Thursday, December 27, 2001

CEOs damage their corporate brands

CEOs damage their corporate brands ::: The headline at News.com for this article was certainly catchy: Fiorina mars HP’s image. The article goes on to summarize a report which is available here. The report claims to correlate CEO performance with company brand. (Note: this links to a zip file, which contains a 1.3MB PDF file.)



The problem? The results are useless, the information in the report is at times misleading (and even outright wrong), and the conclusions are porous, to say the least.

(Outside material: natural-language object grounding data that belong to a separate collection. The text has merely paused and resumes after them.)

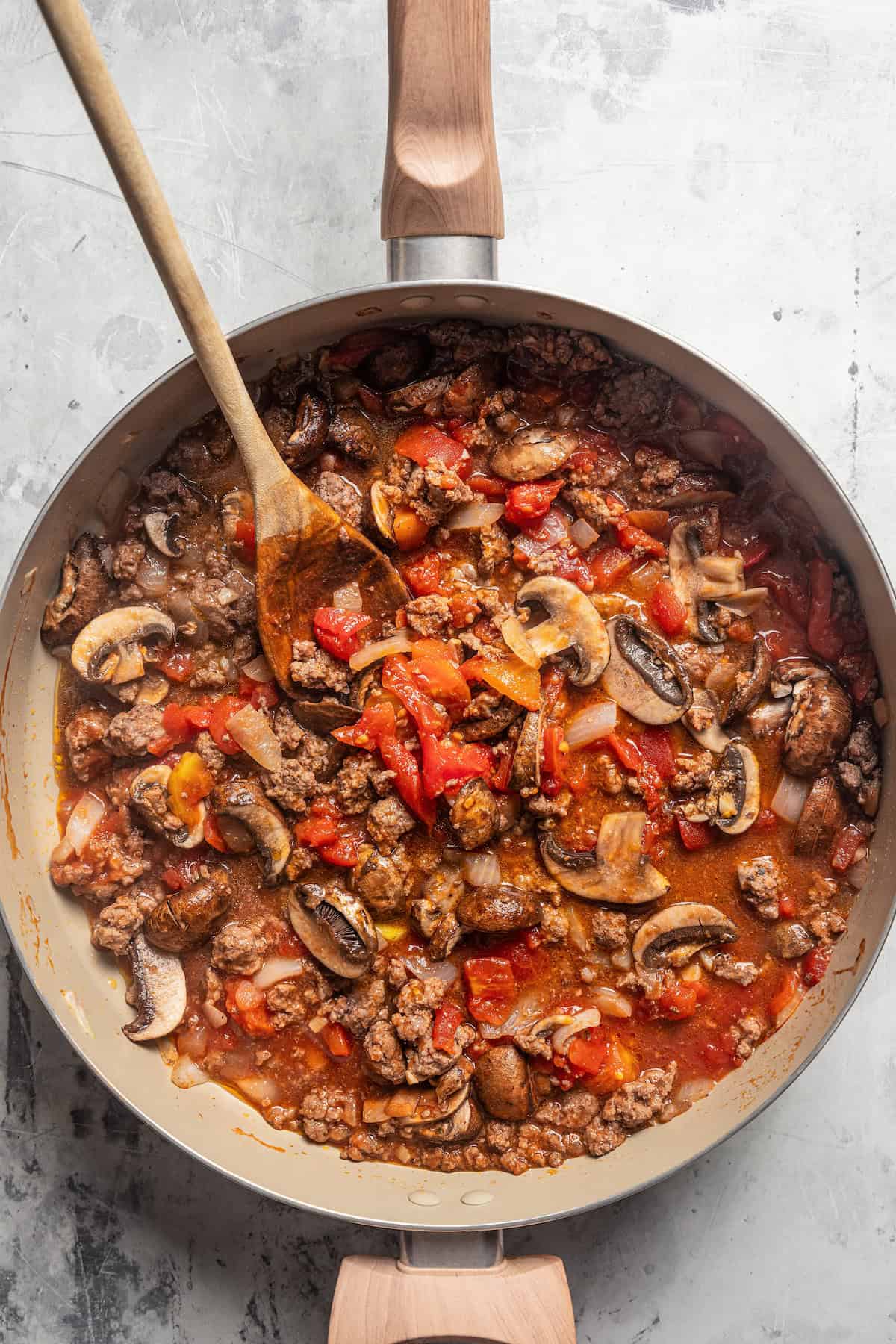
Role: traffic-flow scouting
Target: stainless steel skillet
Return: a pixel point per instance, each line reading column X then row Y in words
column 441, row 213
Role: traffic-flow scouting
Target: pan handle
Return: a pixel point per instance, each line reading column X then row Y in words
column 452, row 1285
column 441, row 183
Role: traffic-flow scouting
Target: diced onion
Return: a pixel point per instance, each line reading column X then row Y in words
column 379, row 650
column 279, row 968
column 591, row 724
column 482, row 870
column 583, row 534
column 790, row 797
column 258, row 670
column 187, row 1073
column 250, row 730
column 473, row 517
column 85, row 818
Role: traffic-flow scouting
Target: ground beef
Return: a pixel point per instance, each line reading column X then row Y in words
column 429, row 616
column 316, row 670
column 340, row 495
column 761, row 885
column 238, row 949
column 388, row 821
column 84, row 734
column 132, row 732
column 383, row 1053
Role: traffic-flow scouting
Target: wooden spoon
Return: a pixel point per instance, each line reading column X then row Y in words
column 305, row 550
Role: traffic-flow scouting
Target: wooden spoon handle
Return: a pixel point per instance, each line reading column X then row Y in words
column 441, row 164
column 81, row 53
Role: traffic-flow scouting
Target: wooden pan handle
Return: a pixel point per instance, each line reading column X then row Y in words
column 441, row 164
column 84, row 60
column 520, row 1301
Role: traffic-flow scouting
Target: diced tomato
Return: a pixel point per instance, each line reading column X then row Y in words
column 695, row 835
column 529, row 503
column 822, row 635
column 222, row 712
column 175, row 663
column 847, row 841
column 337, row 1041
column 815, row 965
column 448, row 764
column 423, row 576
column 245, row 537
column 667, row 608
column 655, row 745
column 339, row 632
column 448, row 1019
column 428, row 445
column 609, row 566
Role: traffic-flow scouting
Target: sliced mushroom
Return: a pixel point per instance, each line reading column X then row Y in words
column 187, row 918
column 645, row 675
column 149, row 797
column 534, row 452
column 739, row 792
column 673, row 936
column 615, row 871
column 84, row 591
column 161, row 530
column 113, row 645
column 753, row 682
column 501, row 1081
column 161, row 991
column 573, row 613
column 246, row 801
column 335, row 927
column 501, row 909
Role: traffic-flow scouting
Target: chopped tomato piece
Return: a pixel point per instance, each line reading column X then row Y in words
column 448, row 1019
column 428, row 445
column 339, row 632
column 423, row 576
column 337, row 1041
column 222, row 712
column 529, row 503
column 609, row 566
column 175, row 663
column 815, row 965
column 667, row 608
column 695, row 835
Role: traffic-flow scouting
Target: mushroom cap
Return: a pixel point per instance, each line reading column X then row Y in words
column 673, row 936
column 575, row 616
column 101, row 645
column 534, row 452
column 161, row 991
column 615, row 873
column 335, row 927
column 247, row 803
column 645, row 675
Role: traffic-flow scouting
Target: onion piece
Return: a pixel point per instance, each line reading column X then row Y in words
column 482, row 870
column 790, row 797
column 348, row 598
column 279, row 968
column 379, row 650
column 187, row 1073
column 85, row 818
column 591, row 724
column 473, row 517
column 583, row 534
column 250, row 730
column 258, row 670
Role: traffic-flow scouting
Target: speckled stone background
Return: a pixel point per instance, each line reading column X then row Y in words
column 723, row 168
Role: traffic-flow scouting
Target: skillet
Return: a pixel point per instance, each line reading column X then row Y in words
column 441, row 220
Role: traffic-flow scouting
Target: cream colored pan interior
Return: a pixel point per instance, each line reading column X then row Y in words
column 85, row 994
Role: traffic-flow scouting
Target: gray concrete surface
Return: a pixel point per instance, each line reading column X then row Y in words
column 723, row 168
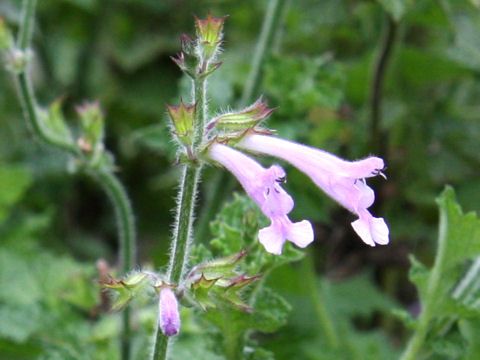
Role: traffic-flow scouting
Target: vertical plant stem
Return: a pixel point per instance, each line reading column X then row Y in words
column 389, row 37
column 416, row 342
column 123, row 215
column 200, row 97
column 126, row 237
column 111, row 185
column 25, row 31
column 271, row 19
column 185, row 211
column 324, row 320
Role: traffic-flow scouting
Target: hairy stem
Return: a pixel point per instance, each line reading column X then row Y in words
column 25, row 90
column 185, row 211
column 416, row 342
column 376, row 93
column 270, row 22
column 123, row 214
column 110, row 184
column 28, row 17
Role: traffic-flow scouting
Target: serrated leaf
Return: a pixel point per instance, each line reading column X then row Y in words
column 396, row 8
column 271, row 311
column 14, row 181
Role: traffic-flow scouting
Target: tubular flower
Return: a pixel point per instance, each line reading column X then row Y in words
column 263, row 186
column 342, row 180
column 169, row 317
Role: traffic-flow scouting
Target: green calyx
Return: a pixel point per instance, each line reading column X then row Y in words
column 215, row 283
column 244, row 119
column 93, row 129
column 210, row 35
column 127, row 289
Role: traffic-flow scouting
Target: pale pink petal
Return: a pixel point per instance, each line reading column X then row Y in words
column 300, row 233
column 362, row 228
column 343, row 180
column 272, row 238
column 169, row 317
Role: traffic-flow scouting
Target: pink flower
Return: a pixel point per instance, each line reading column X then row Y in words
column 263, row 186
column 343, row 180
column 169, row 317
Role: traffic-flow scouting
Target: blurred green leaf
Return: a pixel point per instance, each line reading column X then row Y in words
column 14, row 181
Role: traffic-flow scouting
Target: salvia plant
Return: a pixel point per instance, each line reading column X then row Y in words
column 221, row 291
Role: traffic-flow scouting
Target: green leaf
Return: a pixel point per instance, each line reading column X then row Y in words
column 19, row 322
column 396, row 8
column 14, row 181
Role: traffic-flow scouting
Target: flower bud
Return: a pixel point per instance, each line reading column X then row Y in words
column 92, row 121
column 6, row 40
column 183, row 118
column 17, row 60
column 209, row 33
column 169, row 317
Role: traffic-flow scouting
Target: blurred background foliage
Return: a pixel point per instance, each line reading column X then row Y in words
column 320, row 71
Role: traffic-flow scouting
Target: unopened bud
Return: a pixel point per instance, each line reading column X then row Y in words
column 6, row 39
column 242, row 119
column 17, row 60
column 169, row 317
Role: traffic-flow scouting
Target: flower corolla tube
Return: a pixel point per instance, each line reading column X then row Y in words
column 264, row 187
column 342, row 180
column 169, row 317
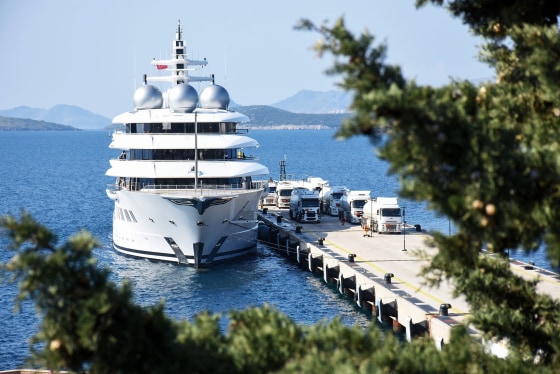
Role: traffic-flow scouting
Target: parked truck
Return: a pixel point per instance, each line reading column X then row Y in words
column 304, row 205
column 352, row 204
column 269, row 198
column 382, row 215
column 283, row 194
column 330, row 197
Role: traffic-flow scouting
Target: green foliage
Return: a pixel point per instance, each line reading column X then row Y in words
column 89, row 323
column 485, row 155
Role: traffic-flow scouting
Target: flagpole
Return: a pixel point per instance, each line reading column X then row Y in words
column 195, row 152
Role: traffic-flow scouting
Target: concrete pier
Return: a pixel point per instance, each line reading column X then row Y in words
column 380, row 271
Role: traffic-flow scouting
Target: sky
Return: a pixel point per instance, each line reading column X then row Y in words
column 93, row 53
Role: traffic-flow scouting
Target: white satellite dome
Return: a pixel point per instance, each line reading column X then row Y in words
column 214, row 97
column 183, row 98
column 147, row 97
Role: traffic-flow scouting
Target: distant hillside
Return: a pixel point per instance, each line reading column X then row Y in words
column 316, row 102
column 268, row 117
column 19, row 124
column 306, row 109
column 63, row 114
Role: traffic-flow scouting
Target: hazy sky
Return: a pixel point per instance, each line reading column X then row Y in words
column 93, row 53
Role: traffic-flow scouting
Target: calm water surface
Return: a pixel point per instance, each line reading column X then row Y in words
column 59, row 177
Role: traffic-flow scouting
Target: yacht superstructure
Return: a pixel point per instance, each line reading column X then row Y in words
column 185, row 191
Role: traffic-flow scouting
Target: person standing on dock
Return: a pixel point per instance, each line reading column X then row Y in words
column 341, row 217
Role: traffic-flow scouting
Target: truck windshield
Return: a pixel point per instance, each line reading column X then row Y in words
column 391, row 212
column 285, row 192
column 358, row 204
column 310, row 203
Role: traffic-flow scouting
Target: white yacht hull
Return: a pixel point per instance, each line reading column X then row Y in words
column 185, row 228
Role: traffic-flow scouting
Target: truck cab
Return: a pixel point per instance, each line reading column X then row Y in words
column 304, row 205
column 352, row 202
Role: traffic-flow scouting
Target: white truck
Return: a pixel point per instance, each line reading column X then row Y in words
column 270, row 197
column 304, row 205
column 330, row 198
column 352, row 204
column 283, row 194
column 382, row 215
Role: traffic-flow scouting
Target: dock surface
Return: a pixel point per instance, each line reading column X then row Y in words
column 369, row 260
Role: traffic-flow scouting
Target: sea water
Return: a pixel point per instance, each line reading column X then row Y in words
column 59, row 177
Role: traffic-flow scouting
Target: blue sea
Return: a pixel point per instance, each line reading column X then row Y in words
column 59, row 177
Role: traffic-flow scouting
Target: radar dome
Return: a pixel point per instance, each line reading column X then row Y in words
column 147, row 97
column 183, row 98
column 214, row 97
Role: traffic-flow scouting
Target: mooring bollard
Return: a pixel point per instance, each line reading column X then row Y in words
column 444, row 309
column 388, row 277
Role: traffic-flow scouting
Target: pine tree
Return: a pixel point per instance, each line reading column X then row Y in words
column 485, row 155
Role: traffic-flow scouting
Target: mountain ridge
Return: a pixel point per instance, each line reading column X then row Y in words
column 306, row 109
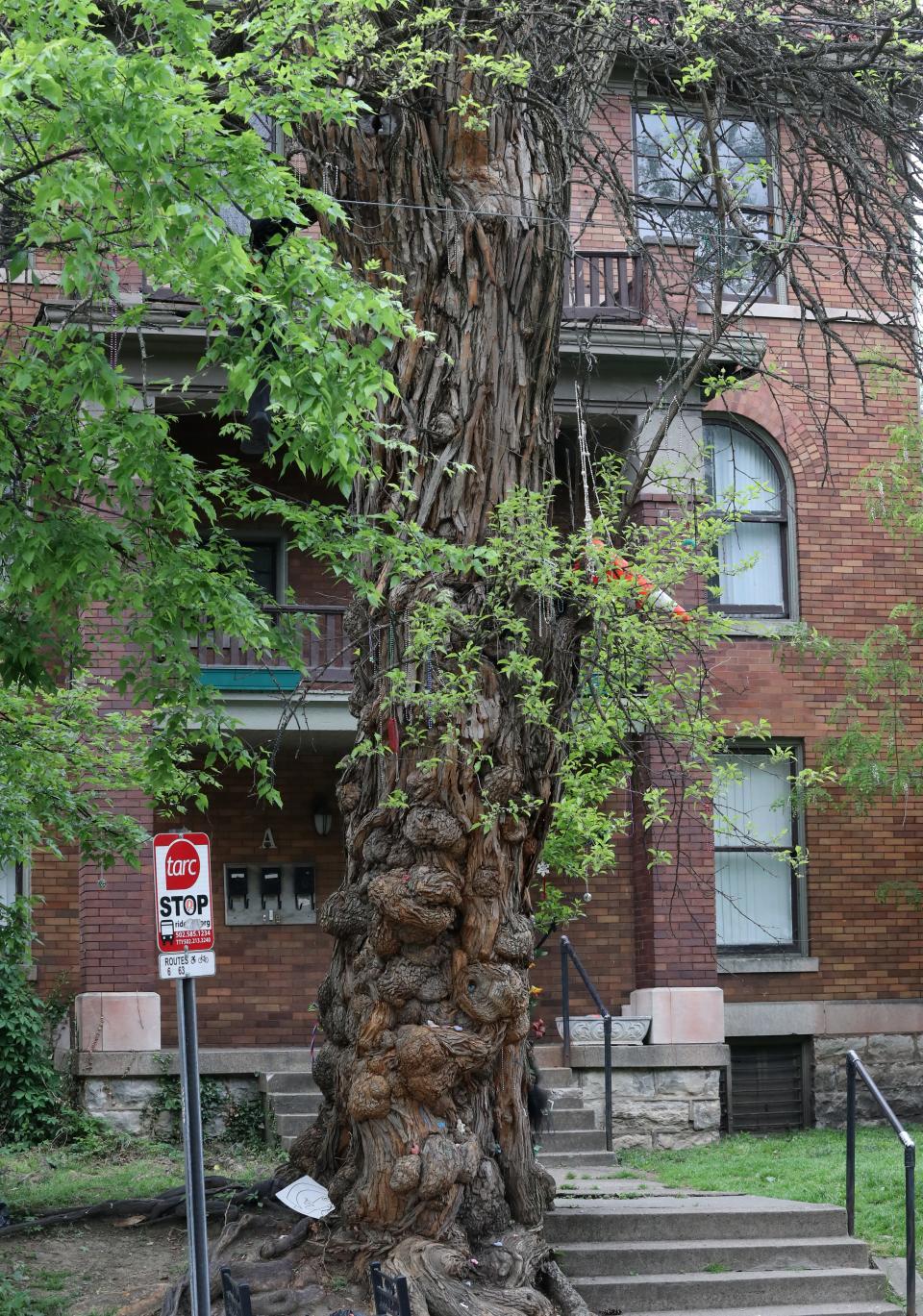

Let’s see: from the report, we learn that Microsoft CEO Bill Gates most personifies his company’s brand. He is also among the top 3 most damaging to his company’s brand. Microsoft is #1 in companies who maintained their brand (and #6 in companies who did the worst job at maintaining brand value).
Huh?
Of course, there’s that little issue of him not being the CEO for the past two years; that’s Steve Ballmer’s job. Or that Microsoft’s market capitalization grew by more than 40% this year (outperforming every major stock index), that it has put together four straight $6b quarters, or that Microsoft is the #2 worldwide “brand” according to Business Week’s latest survey.



There’s more in the Liquid Agency report, but it’s more of the same. It reads like a personality test of the Valley CEOs (predictably, nobody likes Larry Ellison either), and arm-chair opinions about whether HP or Compaq will get hitched. Ultimately, the survey reflects polarized opinion in the industry about who’s doing a good job – yet it fails to deliver any useful information that would persuade anyone to change their minds. (Do I care that some people think Microsoft did a great job maintaining its brand value, while others think it’s among the top 10 in damaging its value? Not nearly as much as I’d be interested in seeing a survey of Microsoft customers who could assess the value of the brand to them.)



This survey could have represented a great addition to the thinking on the impact a CEO has on the company’s performance. Instead, it lacks any scientific basis for drawing conclusions, gets its facts wrong, and fails to establish any link between CEO performance and brand value.